We watched them all, helping when necessary, and couldn’t wait to see each new calf as soon as possible.

Did I want “a boy or a girl?” It didn’t matter then because one could become a sale bull and the other could build the herd. I didn’t know how much culling and wholesale herd changing lay ahead, mostly in search of calving ease and lower-input cows.

Wanted steers

As the cattle cycle turned and the family grew, we were running a random-quality, mostly black herd. I wanted male calves because steers weighed more and brought more money per pound.

With the start of AI in this commercial herd — first heifers and then the better half of cows 15 years ago — I always felt more elation from early-born heifers than bulls that would become steers on day one.

I learned from the steers though, as their gain and carcass data came back to sire groups, cows and keep-or-cull decisions. The whole idea behind AI was faster genetic improvement, so heifer calves were the most welcome.

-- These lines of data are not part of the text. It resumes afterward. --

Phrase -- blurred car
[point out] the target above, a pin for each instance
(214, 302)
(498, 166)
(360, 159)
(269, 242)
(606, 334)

There were exceptions, of course. Some bred heifers were kept only to see if a very docile sire could tame some of the too-hot maternal fire in otherwise productive cow families.

Sometimes it worked, and sometimes it didn’t. After all this time, we are finally ending those trials and no longer giving the chance to scions of questionable disposition lines.

Disposition

It’s a good feeling to get disposition more nearly under control. There are still a few proddy old cows, some that could win an Oscar for attempted assault, but given a decade of chances, they have always stopped short of trying to hurt anyone tagging their calves.

There are a few that grow suspicious as they get old and become too smart to fall for the traps management requires.

If they have to be escorted in as singles, they’ll have to leave the farm. For the most part, when docility is even and adequate, I can be just as happy to have a steer for the feedlot and premium beef production as to raise a potential replacement heifer backed by the decades of focus and culling toward an ideal.

Since calf sex is still random here, that brings peace of mind.